Por despacho de fls. 186 foi recebida a acusação e designadas datas para a realização da audiência de julgamento.
A audiência de julgamento foi marcada para o dia 23-4-2015, sendo a 2ªdata designada para o dia 7-5-2015.
Entretanto, em 24-3-2015, deu entrada o requerimento de reembolso deduzido pelo Instituto de Segurança Social, IP contra a B…, SA e a ora arguida.
Por despacho de fls. 236, em 26-3-2015, foi admitido liminar e parcialmente tal pedido e ordenada a notificação da demandada companhia de seguros nos termos e para os efeitos do disposto no art. 78º do Código de Processo Penal.
Conforme se pode constatar da leitura do requerimento de fls. 258 e do despacho de fls. 274 e ss foi a audiência de julgamento adiada uma vez que ainda não tinha corrido o prazo para a demandante apresentar a devida contestação.
A contestação da ora demandada companhia de seguros deu entrada a 28-4-2016 – cfr. fls. 281 e ss cujo teor aqui se dá por reproduzida para os devidos efeitos e por uma questão de utilidade processual.
A demandada veio, entre outros, requerer ainda a intervenção principal provocada dos herdeiros da vítima alegando para tanto que já procedeu ao pagamento da indemnização global devida.
A audiência de julgamento encontra-se designada para o próximo dia 01-10-15, pelas 9.30h.
Cumpre decidir.
Os requerentes/demandantes cíveis e os requeridos podem requerer os meios de prova que considerem convenientes à descoberta da verdade material bem como suscitar os incidentes que entendem por necessário.
No entanto, dispõe o art. 82º, n.º 3, do C.P.P. que “O tribunal pode, oficiosamente ou a requerimento, remeter as partes para os tribunais civis quando as questões suscitadas pelo pedido de indemnização civil inviabilizarem uma decisão rigorosa ou forem suscetíveis de gerar incidentes que retardem intoleravelmente o processo penal.”

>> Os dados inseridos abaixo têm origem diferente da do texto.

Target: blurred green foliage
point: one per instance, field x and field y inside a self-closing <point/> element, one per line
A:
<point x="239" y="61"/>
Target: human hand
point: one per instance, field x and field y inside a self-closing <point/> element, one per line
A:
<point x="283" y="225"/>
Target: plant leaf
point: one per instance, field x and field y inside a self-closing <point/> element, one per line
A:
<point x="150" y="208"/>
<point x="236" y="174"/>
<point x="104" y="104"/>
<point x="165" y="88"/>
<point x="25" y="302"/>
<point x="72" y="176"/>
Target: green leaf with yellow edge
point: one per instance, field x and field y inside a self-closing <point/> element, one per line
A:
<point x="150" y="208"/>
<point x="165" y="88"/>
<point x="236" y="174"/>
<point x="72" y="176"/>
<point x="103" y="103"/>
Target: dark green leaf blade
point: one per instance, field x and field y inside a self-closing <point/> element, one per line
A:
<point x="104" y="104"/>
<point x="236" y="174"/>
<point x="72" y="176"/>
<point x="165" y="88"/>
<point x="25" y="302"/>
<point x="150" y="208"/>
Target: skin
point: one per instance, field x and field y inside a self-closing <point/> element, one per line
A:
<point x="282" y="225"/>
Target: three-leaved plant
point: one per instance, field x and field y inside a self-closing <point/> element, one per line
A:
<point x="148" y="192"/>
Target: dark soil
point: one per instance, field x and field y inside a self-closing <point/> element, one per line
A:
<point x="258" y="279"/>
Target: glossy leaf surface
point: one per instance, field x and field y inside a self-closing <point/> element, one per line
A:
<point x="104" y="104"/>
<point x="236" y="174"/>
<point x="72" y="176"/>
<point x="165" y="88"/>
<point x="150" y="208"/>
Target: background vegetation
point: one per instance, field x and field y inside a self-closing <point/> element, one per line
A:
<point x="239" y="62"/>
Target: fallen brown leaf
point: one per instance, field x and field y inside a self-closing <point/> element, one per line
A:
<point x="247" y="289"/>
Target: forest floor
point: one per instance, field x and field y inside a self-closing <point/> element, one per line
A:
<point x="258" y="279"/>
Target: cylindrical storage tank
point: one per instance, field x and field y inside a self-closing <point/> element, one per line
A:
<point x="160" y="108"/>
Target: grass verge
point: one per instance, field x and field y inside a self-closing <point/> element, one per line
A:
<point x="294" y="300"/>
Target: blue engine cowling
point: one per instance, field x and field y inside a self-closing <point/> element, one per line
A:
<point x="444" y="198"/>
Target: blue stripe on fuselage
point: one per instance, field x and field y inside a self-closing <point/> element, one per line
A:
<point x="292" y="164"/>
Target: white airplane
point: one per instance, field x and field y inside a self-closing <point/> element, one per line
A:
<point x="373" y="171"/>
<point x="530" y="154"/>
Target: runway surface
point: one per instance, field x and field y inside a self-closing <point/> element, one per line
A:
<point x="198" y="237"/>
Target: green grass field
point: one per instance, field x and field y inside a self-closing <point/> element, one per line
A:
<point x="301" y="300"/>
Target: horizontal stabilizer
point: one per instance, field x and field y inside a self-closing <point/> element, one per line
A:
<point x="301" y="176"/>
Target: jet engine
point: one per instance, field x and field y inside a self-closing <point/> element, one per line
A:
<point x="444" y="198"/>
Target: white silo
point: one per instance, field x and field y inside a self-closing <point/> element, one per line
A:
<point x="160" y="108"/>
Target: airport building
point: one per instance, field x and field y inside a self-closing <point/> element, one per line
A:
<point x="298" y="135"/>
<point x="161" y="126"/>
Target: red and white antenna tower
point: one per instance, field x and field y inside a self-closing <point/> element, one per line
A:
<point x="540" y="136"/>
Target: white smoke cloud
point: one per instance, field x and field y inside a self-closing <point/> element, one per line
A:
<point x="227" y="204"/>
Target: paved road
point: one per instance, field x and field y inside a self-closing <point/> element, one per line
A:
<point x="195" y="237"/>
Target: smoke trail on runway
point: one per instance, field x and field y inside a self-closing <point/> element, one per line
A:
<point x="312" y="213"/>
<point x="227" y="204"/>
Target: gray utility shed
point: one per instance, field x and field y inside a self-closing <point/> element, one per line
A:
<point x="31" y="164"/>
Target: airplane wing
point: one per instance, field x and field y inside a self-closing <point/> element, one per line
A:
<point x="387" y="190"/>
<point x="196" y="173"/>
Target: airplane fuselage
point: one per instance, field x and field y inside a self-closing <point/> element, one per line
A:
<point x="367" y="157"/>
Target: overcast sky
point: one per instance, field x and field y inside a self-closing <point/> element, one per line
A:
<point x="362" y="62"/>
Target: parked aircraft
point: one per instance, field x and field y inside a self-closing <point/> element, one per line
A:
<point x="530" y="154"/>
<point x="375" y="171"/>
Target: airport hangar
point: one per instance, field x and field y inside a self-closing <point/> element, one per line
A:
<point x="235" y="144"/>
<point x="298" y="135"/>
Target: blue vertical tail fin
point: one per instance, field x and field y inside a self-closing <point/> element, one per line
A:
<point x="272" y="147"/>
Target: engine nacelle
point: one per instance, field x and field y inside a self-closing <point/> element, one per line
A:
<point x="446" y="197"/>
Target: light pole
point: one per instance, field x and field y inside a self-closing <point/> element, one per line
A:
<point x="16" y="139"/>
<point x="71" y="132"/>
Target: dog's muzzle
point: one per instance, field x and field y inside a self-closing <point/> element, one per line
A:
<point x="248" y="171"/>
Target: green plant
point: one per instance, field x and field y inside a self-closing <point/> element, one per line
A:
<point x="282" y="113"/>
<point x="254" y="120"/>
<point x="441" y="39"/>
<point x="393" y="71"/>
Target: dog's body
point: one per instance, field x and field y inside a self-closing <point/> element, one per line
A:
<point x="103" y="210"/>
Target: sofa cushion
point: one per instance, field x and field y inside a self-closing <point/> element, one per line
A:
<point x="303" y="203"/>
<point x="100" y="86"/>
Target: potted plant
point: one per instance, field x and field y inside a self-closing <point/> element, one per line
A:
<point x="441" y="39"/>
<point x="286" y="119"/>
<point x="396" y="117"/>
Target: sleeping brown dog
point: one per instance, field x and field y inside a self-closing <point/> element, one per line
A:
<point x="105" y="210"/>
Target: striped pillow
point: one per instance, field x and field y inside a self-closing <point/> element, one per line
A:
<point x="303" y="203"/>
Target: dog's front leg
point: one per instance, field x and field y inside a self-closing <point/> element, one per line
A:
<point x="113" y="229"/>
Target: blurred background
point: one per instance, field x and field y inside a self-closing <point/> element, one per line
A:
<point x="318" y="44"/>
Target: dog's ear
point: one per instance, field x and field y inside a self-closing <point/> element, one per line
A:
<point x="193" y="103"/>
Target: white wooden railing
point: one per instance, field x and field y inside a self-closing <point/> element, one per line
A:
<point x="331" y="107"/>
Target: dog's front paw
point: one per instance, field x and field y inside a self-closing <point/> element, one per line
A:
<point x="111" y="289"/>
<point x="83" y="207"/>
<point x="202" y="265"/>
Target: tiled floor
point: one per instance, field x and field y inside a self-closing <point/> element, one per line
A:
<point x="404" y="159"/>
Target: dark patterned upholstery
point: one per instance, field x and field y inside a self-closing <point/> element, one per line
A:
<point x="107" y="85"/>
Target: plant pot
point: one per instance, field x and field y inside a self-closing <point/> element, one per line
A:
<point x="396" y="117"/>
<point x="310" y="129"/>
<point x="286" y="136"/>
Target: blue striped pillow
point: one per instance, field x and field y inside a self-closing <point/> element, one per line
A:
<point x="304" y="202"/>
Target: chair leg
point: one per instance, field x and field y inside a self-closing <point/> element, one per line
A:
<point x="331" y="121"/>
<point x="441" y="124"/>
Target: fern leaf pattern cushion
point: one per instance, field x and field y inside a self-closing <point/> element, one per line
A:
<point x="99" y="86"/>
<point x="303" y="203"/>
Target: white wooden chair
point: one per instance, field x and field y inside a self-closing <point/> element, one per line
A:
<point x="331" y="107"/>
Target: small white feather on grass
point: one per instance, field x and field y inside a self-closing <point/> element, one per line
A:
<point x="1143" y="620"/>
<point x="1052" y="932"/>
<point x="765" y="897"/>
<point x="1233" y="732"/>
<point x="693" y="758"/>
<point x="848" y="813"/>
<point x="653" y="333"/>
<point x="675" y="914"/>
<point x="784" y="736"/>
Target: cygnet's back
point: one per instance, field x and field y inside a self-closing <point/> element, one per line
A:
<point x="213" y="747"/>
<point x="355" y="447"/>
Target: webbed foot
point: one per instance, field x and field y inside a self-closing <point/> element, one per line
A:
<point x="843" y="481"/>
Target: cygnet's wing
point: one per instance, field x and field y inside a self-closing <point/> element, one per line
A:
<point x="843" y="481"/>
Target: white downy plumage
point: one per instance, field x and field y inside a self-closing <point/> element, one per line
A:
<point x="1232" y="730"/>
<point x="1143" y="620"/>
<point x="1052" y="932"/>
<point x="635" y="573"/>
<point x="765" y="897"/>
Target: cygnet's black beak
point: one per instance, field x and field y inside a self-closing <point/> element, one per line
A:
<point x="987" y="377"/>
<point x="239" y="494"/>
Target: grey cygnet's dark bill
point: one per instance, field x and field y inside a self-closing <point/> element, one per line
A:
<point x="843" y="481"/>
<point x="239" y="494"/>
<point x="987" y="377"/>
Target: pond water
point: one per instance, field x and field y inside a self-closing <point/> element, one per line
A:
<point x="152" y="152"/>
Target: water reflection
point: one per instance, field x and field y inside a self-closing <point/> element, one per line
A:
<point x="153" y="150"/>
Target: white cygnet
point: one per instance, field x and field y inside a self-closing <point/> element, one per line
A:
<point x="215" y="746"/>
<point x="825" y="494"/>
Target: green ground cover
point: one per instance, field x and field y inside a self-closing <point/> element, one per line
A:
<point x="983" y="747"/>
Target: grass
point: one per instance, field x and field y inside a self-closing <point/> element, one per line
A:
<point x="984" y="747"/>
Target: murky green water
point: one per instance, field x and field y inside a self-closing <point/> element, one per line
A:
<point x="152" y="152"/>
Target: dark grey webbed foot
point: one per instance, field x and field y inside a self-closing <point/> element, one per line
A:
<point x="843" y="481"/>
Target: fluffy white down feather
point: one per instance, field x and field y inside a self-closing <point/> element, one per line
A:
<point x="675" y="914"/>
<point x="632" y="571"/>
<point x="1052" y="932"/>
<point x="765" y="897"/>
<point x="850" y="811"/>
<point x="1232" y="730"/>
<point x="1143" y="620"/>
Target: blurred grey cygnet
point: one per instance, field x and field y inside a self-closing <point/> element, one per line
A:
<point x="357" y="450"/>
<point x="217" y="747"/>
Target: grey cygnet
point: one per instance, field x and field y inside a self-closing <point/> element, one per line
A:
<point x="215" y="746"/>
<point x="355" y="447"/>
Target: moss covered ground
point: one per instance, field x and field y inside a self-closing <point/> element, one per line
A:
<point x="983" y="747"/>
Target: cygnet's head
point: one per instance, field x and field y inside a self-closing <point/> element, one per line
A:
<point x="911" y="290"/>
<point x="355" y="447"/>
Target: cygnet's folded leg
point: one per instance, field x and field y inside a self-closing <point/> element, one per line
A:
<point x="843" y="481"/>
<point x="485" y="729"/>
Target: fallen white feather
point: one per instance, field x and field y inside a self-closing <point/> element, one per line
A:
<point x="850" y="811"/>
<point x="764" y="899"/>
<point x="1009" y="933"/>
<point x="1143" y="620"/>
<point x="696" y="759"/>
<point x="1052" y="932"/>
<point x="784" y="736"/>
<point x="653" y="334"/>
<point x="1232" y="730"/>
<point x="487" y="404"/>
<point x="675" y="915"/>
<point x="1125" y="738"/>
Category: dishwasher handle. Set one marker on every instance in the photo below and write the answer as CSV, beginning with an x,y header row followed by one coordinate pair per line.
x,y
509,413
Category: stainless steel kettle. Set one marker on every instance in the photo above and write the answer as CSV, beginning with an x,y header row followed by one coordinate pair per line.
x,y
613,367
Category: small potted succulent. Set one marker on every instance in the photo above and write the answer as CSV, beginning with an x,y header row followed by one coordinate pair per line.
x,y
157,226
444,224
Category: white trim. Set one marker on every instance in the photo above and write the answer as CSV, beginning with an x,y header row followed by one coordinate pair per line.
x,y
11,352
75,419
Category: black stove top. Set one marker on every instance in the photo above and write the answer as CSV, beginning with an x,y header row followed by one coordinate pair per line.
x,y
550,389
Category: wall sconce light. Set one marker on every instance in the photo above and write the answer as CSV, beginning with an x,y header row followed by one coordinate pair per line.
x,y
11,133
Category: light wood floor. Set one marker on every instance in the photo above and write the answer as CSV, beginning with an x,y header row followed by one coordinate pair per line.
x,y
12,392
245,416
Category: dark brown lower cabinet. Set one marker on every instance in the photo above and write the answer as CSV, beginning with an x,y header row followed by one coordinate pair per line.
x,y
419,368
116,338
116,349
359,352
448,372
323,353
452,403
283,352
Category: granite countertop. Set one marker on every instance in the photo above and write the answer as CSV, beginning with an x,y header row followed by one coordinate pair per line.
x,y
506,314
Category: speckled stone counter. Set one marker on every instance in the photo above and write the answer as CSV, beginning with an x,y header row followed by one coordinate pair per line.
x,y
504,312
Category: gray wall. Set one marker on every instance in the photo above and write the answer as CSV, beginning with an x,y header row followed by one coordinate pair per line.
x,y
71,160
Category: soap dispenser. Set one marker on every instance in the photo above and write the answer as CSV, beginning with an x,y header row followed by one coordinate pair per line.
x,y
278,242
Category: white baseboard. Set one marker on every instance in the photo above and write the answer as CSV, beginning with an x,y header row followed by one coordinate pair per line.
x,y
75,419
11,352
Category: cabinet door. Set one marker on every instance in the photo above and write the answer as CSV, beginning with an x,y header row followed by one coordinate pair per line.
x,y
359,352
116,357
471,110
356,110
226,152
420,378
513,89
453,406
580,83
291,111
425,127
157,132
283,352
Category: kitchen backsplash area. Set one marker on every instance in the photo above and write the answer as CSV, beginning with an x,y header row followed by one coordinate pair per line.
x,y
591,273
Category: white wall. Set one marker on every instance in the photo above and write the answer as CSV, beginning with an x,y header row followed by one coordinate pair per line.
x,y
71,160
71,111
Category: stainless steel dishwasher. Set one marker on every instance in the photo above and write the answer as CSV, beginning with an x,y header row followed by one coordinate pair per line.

É o que sucede no presente caso com o referido pedido de indemnização civil e incidente de intervenção provocada. Com efeito, tal incidente da instância, tipicamente civil, está directamente relacionado com questões de legitimidade processual passiva o que pode gerar incidentes dilatórios e, ainda, contender com uma decisão cível rigorosa pois não nos esqueçamos que os incidentes da instância – aqui em causa – estão gizados, antes de mais, para um formalismo legal e processual amplamente civil e não processual penal.
Nos presentes autos tais incidentes além da decisão da sua admissão irão implicar a citação/notificação dos chamados, prazo para contestar e prazo para a resposta da companhia de seguros.
Ora, o princípio processual penal da celeridade e economia de actos não se compadece com tais incidentes processuais, que se poderão ou não verificar, o que inviabiliza desde logo uma decisão rigorosa na parte cível, não se mostrando o meio processual próprio para o fazer.
Além do mais, e como já adiantamos supra, tais incidentes podem atrasar de forma intolerável o presente procedimento criminal – notificações para contestar, requerimentos de novos meios de prova, etc.
Assim sendo, por todo o exposto, e não obstante ter já sido admitido o pedido cível formulado nos autos ao abrigo do princípio da adesão, nos termos do referido art. 82º, n.º 3 do Código de Processo Penal, oficiosamente remeto as partes para os meios comuns.
Notifique.»
Conhecendo.
Com o Decreto-Lei n.º 59/89, de 22 de fevereiro, procurou-se alargar o âmbito de aplicação do regime consagrado na Lei n.º 28/84, de 14 de agosto, no domínio dos meios de recuperação das quantias em dinheiro pagas, a título de subsídios ou de pensões, a quem se viu privado de rendimentos de trabalho por acontecimento da responsabilidade de terceiro.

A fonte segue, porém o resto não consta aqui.